Waldorf (links) und Statler

unauffällig bewegten, wie Waldorf und Statler in einer Teenagerdiscothek. Während Statler alle Nase lang den Weg ins Treppenhaus suchte, dort Sicht- und Telefonkontakt mit dem am Kino „International“ stationierten Einsatzleiter der Polizei aufnahm, um ihn mit brandheißen Neuigkeiten zu versorgen („Der Vorraum ist so gut wie leer. Es befinden sich fast alle im Saal“), hielt Waldorf die Verbindung zu den dauertagenden BVV-Granden aufrecht.

Kurz nach 20.30 Uhr quoll – natürlich nur im übertragenen Sinne – weißer Rauch aus den Schloten des Rathauses.
Um es noch einmal spannend zu machen, wurde erstmal nur der Hinweis gegeben, dass die Entscheidung des Rates der Weisen um 20.50 verkündet werde.

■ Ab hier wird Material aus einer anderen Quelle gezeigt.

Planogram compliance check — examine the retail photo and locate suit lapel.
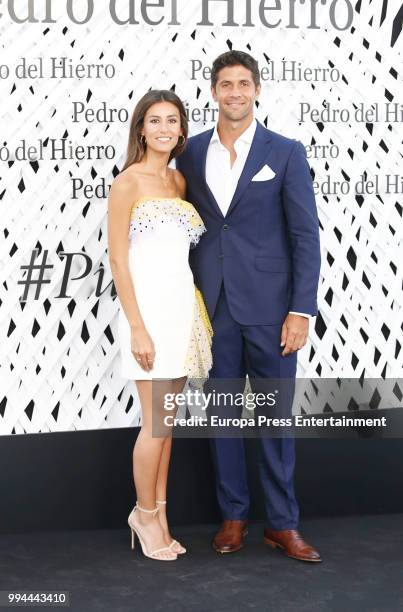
[195,128,224,217]
[226,122,271,217]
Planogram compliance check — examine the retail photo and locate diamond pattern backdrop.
[0,0,402,434]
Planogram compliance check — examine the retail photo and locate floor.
[0,514,403,612]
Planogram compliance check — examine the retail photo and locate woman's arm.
[108,176,144,327]
[174,170,186,199]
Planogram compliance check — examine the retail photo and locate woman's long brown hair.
[121,89,188,172]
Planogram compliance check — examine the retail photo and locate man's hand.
[280,313,309,357]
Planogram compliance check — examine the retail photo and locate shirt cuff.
[289,310,311,319]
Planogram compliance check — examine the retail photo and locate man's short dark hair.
[211,51,260,87]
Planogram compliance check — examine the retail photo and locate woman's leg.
[132,380,175,557]
[156,376,186,545]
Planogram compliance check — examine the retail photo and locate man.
[177,51,321,561]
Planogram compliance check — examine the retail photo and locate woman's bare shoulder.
[110,167,140,203]
[172,168,186,197]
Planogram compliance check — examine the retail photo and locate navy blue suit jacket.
[176,123,320,325]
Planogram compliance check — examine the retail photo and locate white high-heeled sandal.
[155,500,186,555]
[127,503,178,561]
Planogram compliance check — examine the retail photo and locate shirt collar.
[210,119,257,144]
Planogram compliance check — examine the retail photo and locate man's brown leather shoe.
[213,520,248,553]
[264,528,322,562]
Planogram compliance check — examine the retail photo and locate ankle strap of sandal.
[136,502,159,516]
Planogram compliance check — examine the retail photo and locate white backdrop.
[0,0,403,434]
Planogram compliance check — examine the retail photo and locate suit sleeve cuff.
[290,310,311,319]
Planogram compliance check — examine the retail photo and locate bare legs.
[133,378,186,558]
[156,377,186,552]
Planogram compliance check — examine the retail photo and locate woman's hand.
[131,325,155,372]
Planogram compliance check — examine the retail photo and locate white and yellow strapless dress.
[118,197,212,380]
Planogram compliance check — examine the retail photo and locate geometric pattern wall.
[0,0,403,434]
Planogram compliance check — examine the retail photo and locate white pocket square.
[252,164,276,181]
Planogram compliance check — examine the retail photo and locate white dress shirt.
[206,119,310,318]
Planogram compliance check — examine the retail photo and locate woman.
[108,90,212,561]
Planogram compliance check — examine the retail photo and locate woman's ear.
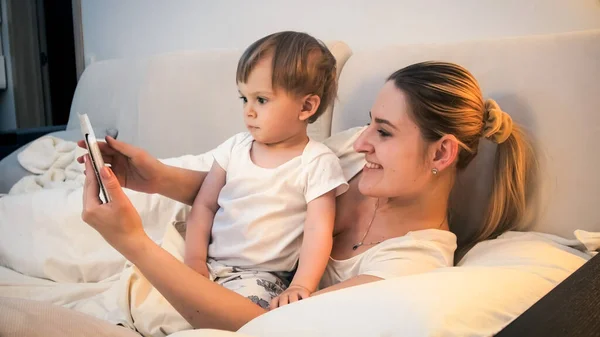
[298,95,321,121]
[431,135,459,172]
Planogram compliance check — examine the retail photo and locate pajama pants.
[208,259,289,310]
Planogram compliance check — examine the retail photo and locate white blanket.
[9,136,88,195]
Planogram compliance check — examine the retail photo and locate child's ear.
[298,95,321,121]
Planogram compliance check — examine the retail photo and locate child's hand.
[270,285,312,310]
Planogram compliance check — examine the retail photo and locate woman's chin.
[358,169,379,197]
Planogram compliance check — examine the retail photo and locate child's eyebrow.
[238,89,273,96]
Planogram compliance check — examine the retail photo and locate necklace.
[352,198,446,250]
[352,198,381,250]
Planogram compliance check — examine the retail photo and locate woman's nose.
[354,127,373,153]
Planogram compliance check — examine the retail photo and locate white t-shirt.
[320,229,456,288]
[208,132,348,272]
[320,127,456,288]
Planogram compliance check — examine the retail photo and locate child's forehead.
[238,58,273,91]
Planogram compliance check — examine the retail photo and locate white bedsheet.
[8,136,86,194]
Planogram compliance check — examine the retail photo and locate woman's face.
[354,81,431,201]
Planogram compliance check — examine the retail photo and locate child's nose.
[244,104,256,118]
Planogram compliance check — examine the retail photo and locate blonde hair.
[236,31,337,123]
[388,62,537,248]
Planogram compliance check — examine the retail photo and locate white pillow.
[0,153,212,282]
[239,233,586,337]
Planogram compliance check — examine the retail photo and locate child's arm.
[271,189,336,309]
[184,161,226,277]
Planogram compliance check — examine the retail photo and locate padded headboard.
[332,30,600,237]
[67,41,352,158]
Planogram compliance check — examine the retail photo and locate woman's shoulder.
[365,229,457,264]
[373,229,456,249]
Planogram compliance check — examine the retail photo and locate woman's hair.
[388,62,537,248]
[236,31,337,123]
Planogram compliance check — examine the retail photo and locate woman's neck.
[377,181,450,235]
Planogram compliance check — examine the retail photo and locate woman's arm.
[82,156,265,330]
[312,275,383,296]
[129,234,266,331]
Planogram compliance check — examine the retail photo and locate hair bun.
[483,99,512,144]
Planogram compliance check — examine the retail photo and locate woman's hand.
[270,284,310,310]
[81,155,149,257]
[77,136,166,193]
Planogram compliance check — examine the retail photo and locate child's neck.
[261,130,309,150]
[250,132,309,168]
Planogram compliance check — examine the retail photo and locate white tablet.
[79,114,110,203]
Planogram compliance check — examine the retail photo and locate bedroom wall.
[82,0,600,62]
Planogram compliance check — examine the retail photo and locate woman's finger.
[288,292,300,303]
[105,136,139,158]
[83,155,102,210]
[77,154,115,164]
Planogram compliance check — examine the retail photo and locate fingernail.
[102,167,112,179]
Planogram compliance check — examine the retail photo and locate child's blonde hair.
[236,31,337,123]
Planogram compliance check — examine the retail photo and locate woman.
[80,62,534,330]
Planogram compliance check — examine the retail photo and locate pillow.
[0,297,139,337]
[0,153,212,282]
[239,234,586,337]
[0,129,108,193]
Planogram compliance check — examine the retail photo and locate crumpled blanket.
[8,136,87,194]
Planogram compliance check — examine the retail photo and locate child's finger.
[288,292,300,303]
[279,293,290,307]
[269,296,279,310]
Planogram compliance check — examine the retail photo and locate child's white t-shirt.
[208,132,348,272]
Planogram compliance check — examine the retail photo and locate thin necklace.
[352,198,381,250]
[352,198,446,250]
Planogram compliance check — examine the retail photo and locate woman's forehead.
[371,81,411,126]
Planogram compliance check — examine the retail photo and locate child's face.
[238,57,306,144]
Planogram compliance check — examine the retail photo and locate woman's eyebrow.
[369,111,398,130]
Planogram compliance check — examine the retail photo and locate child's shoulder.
[223,131,253,146]
[302,139,338,164]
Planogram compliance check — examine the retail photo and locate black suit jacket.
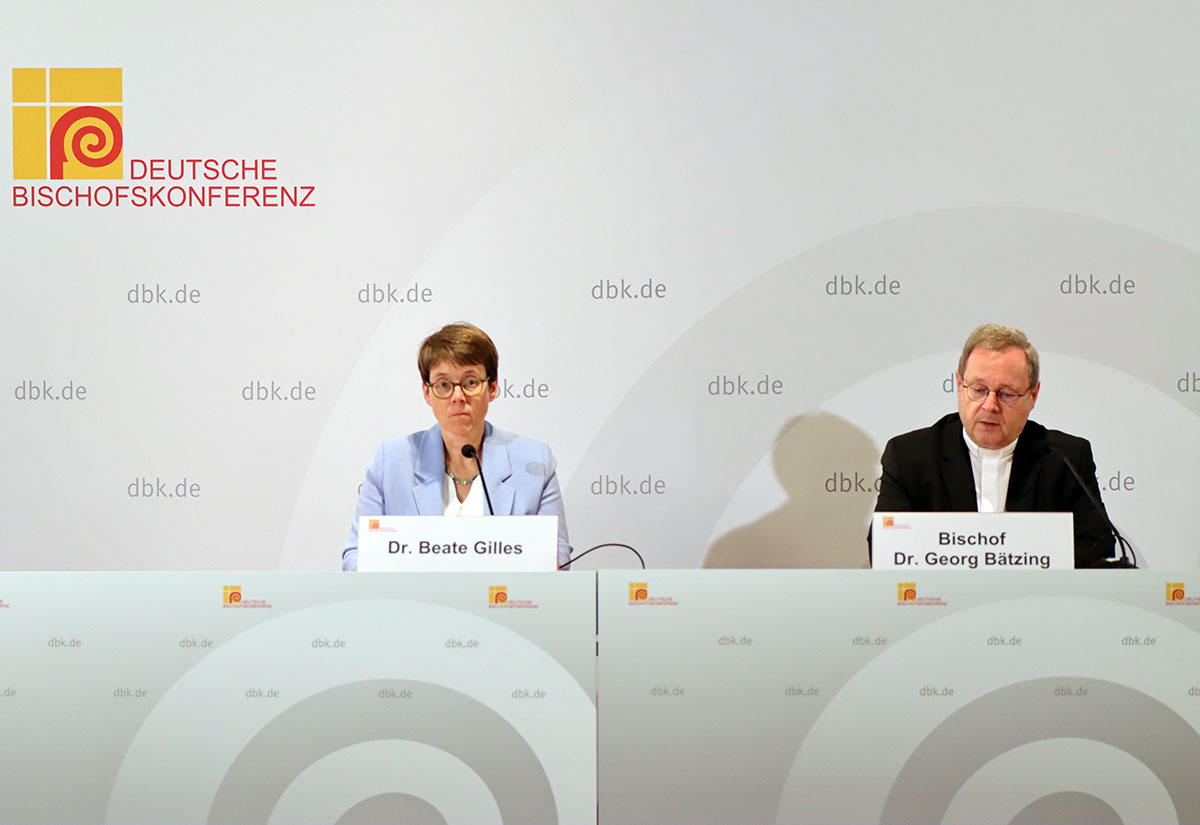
[868,413,1115,567]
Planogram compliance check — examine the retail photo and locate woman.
[342,324,571,570]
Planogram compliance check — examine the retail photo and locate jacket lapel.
[941,415,979,512]
[413,424,446,516]
[482,422,516,516]
[1004,421,1046,512]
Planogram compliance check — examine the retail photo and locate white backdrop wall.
[0,0,1200,570]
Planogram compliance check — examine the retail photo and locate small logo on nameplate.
[896,582,948,607]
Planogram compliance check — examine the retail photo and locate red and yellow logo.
[12,68,125,180]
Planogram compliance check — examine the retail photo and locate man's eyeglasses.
[960,384,1030,407]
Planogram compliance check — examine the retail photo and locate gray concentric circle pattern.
[880,676,1200,825]
[208,679,558,825]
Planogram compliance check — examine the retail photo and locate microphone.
[1042,439,1138,568]
[462,444,496,516]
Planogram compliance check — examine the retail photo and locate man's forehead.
[430,361,484,375]
[962,347,1030,379]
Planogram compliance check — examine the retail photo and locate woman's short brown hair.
[416,324,500,384]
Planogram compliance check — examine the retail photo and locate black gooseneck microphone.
[1043,441,1138,568]
[462,444,496,516]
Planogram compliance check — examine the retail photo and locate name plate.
[359,516,558,573]
[871,512,1075,570]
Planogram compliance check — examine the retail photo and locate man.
[868,324,1114,567]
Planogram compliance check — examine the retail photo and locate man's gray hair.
[959,324,1039,390]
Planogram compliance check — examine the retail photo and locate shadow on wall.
[702,413,880,568]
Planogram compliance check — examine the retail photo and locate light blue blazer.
[342,421,571,570]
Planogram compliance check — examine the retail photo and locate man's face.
[958,347,1042,450]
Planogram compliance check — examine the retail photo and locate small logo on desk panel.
[1166,582,1200,607]
[629,582,679,607]
[487,584,538,610]
[896,582,948,607]
[221,584,274,609]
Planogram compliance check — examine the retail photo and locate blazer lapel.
[1004,421,1045,512]
[482,423,516,516]
[942,416,979,512]
[413,424,446,516]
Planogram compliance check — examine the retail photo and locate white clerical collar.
[962,429,1020,513]
[962,429,1021,460]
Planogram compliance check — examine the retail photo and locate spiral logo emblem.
[50,106,125,180]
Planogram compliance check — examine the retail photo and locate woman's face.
[421,361,499,442]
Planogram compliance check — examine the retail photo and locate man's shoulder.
[1022,421,1092,452]
[890,413,962,448]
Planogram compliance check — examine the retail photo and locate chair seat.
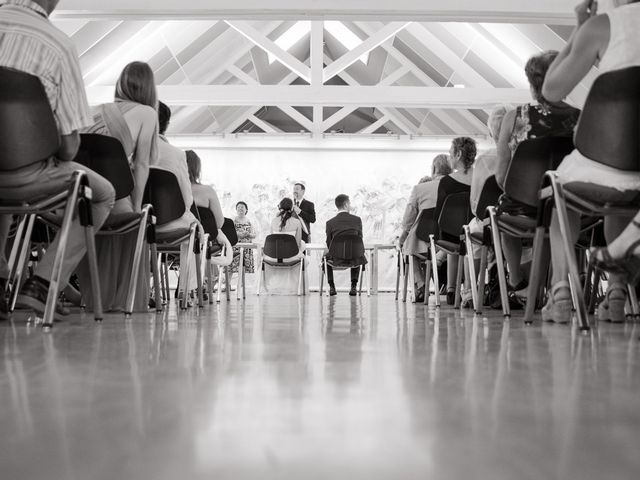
[498,215,537,231]
[0,178,71,205]
[102,212,142,230]
[263,258,302,267]
[156,228,191,246]
[436,240,460,253]
[562,182,640,206]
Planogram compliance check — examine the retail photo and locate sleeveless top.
[509,104,580,156]
[598,3,640,75]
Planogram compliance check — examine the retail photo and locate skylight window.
[268,20,311,65]
[267,20,369,65]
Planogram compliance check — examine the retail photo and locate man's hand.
[575,0,598,27]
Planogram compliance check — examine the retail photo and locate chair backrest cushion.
[438,192,473,242]
[143,168,186,225]
[504,137,573,207]
[329,233,364,261]
[264,233,300,261]
[0,67,60,171]
[575,66,640,171]
[74,133,134,200]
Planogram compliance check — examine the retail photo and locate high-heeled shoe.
[589,220,640,285]
[598,282,627,323]
[542,280,573,323]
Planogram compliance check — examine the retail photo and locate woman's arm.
[208,187,224,228]
[131,106,158,212]
[542,15,610,102]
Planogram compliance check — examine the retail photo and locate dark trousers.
[327,265,364,287]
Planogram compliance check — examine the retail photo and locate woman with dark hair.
[271,197,304,250]
[187,150,224,229]
[493,50,580,308]
[231,201,256,273]
[78,62,158,311]
[400,137,477,304]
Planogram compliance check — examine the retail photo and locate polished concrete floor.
[0,294,640,480]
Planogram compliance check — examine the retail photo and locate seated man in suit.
[327,194,367,297]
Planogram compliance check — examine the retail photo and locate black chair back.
[575,66,640,171]
[475,175,503,220]
[504,137,573,207]
[416,208,440,242]
[438,192,473,241]
[74,133,134,200]
[191,204,238,247]
[143,168,186,225]
[0,67,60,171]
[264,233,300,261]
[329,233,364,260]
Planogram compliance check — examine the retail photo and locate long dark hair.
[278,197,293,231]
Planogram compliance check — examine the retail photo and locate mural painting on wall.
[212,178,412,286]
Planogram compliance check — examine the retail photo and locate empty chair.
[320,232,371,296]
[258,233,306,296]
[144,168,203,310]
[0,68,102,329]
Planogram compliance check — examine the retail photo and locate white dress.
[558,3,640,191]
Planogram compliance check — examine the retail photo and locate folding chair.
[258,233,306,296]
[143,168,203,310]
[487,137,573,318]
[42,133,162,316]
[463,175,503,315]
[0,67,102,330]
[525,66,640,332]
[432,192,478,309]
[320,233,371,297]
[196,205,236,303]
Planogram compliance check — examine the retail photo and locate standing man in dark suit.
[327,194,367,297]
[293,183,316,243]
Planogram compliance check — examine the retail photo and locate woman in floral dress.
[231,202,256,273]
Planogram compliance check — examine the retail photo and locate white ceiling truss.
[54,0,594,136]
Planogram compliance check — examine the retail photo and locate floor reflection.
[0,295,640,480]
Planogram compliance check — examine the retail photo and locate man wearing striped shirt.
[0,0,115,319]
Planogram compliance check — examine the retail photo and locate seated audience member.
[400,137,477,304]
[418,153,452,183]
[496,51,580,296]
[326,194,367,297]
[187,150,224,230]
[151,102,197,295]
[271,197,304,251]
[542,0,640,323]
[231,202,257,280]
[78,62,158,312]
[0,0,115,320]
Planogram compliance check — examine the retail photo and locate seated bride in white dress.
[261,197,306,295]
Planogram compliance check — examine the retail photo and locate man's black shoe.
[16,276,69,322]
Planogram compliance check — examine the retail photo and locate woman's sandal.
[598,282,627,323]
[542,280,573,323]
[590,220,640,285]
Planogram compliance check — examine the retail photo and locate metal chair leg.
[549,174,590,333]
[463,225,479,312]
[429,235,440,308]
[453,255,464,310]
[476,245,489,315]
[124,211,149,316]
[488,207,511,317]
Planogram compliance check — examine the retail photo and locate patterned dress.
[231,218,256,273]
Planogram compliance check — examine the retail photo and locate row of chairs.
[396,67,640,332]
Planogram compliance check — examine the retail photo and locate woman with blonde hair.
[79,62,158,312]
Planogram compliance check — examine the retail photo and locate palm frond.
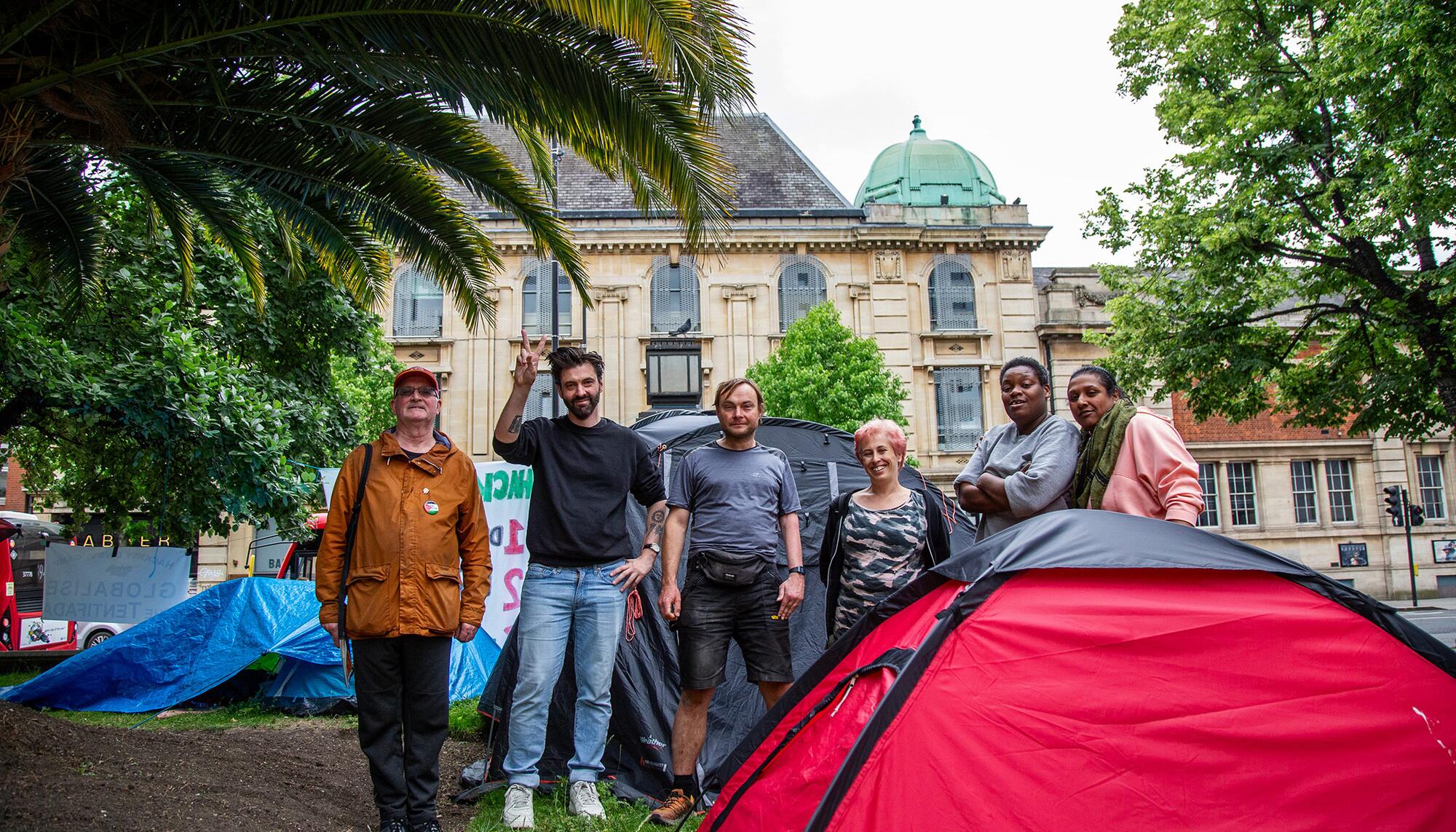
[0,0,753,315]
[112,147,266,310]
[3,148,102,300]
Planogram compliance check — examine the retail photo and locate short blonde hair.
[855,419,909,462]
[713,379,763,412]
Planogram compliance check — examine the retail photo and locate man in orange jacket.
[316,367,491,832]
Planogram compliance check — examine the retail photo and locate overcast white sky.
[738,0,1171,266]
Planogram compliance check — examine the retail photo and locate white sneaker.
[566,780,607,820]
[501,783,536,829]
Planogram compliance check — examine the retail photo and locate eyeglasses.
[395,384,440,399]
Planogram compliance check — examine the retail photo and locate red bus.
[0,512,76,650]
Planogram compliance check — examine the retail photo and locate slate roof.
[447,114,863,218]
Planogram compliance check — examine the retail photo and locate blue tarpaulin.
[0,577,499,713]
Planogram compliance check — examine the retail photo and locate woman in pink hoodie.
[1067,365,1203,525]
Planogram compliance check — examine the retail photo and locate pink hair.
[855,419,909,461]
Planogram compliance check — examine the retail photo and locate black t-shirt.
[495,416,667,567]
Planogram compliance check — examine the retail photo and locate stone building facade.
[386,114,1456,598]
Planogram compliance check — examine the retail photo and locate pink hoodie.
[1102,408,1203,525]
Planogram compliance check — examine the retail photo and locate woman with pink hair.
[820,419,951,644]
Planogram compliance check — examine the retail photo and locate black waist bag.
[693,548,769,586]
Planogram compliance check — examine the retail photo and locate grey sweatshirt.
[955,416,1080,539]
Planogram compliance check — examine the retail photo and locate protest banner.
[475,462,531,646]
[41,542,191,624]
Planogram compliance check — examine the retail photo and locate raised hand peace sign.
[511,328,546,387]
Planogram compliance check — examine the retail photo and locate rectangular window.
[1415,456,1446,519]
[1198,462,1219,525]
[935,367,986,451]
[1289,459,1319,523]
[1325,459,1356,522]
[646,339,703,408]
[1229,462,1259,525]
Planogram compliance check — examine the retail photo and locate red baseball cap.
[395,367,440,390]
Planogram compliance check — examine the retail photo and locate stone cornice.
[472,220,1051,256]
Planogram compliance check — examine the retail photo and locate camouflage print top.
[830,490,926,644]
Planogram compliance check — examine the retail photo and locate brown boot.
[646,788,696,826]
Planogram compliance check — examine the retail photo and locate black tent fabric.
[479,411,976,799]
[702,510,1456,831]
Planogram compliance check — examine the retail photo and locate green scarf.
[1072,399,1137,509]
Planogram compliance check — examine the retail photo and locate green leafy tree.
[1088,0,1456,437]
[0,0,753,326]
[0,178,393,539]
[747,301,907,430]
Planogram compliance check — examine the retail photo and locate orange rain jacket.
[314,427,491,638]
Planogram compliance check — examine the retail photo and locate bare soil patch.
[0,702,485,832]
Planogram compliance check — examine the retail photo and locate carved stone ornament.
[591,287,628,303]
[1072,287,1117,309]
[875,249,904,282]
[1002,249,1031,284]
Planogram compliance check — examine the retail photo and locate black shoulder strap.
[339,443,374,640]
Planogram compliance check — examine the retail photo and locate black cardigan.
[820,487,955,637]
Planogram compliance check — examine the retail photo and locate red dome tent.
[700,510,1456,832]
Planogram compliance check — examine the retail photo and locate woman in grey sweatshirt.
[955,358,1079,539]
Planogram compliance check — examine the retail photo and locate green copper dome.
[855,116,1006,207]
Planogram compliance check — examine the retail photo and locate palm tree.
[0,0,753,328]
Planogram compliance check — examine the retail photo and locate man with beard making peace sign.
[495,330,667,829]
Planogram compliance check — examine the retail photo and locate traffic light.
[1382,486,1405,526]
[1405,503,1425,528]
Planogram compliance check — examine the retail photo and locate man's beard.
[566,393,601,419]
[719,420,759,439]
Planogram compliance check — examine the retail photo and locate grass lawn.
[0,667,482,742]
[470,785,702,832]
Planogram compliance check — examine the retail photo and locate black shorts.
[676,563,794,691]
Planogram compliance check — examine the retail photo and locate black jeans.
[354,635,450,826]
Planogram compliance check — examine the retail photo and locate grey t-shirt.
[955,416,1080,539]
[667,442,799,557]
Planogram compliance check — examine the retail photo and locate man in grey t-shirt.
[649,379,804,825]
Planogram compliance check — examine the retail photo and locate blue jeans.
[501,560,626,788]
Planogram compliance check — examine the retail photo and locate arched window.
[521,372,556,419]
[935,367,986,451]
[521,258,571,336]
[779,255,824,332]
[926,255,976,329]
[652,258,703,332]
[395,266,446,338]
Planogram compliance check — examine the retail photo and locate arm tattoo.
[646,509,667,539]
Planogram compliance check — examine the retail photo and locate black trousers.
[354,635,450,825]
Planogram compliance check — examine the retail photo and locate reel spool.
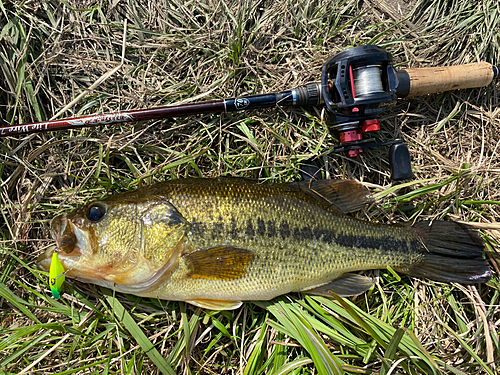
[321,46,413,180]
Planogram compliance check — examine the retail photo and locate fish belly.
[148,184,419,301]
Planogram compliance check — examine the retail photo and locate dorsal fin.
[288,180,373,214]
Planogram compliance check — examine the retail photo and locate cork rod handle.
[398,61,495,97]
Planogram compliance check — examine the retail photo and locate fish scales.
[38,178,491,309]
[130,180,419,300]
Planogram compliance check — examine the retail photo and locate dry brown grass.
[0,0,500,374]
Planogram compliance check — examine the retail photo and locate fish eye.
[87,203,106,223]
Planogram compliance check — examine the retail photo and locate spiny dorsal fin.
[288,180,373,214]
[302,273,373,297]
[182,246,254,280]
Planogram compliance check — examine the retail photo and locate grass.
[0,0,500,375]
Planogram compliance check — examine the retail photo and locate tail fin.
[404,221,491,284]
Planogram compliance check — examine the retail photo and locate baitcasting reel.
[321,46,498,180]
[321,46,413,180]
[0,46,498,180]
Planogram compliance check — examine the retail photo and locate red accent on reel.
[339,130,363,158]
[361,120,380,133]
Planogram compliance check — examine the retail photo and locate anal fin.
[302,273,373,297]
[186,299,243,310]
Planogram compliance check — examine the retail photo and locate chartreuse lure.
[49,252,66,299]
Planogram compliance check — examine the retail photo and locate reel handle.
[396,61,498,98]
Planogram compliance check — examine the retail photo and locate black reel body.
[321,46,413,180]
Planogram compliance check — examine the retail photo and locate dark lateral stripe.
[191,218,414,251]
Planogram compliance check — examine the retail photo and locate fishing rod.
[0,45,499,180]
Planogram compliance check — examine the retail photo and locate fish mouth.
[36,245,57,272]
[37,214,92,277]
[37,214,188,295]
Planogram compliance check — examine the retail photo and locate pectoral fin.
[182,246,254,280]
[302,273,373,297]
[186,299,243,310]
[288,180,373,214]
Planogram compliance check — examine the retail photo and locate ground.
[0,0,500,374]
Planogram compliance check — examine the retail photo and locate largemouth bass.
[38,178,491,310]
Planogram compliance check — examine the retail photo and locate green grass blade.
[106,295,175,375]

Kurz vor Neun war es dann tatsächlich soweit: BVV-Vorsteher Diethard Rauskolb läutet sein Glöckchen und gab hernach bekannt, dass alle Fraktionen beantragen, die Sitzung zu vertagen, um sie an einem noch zu findenen Termin in einem angemessen großen Raum weiterzuführen. Der Antrag wurde bei einer Enthaltung angenommen.

Und während sich die Gäste nun auf den Heimweg machten, trat im großen blauen Haus an der Karl-Marx-Allee der Ältestenrat zusammen.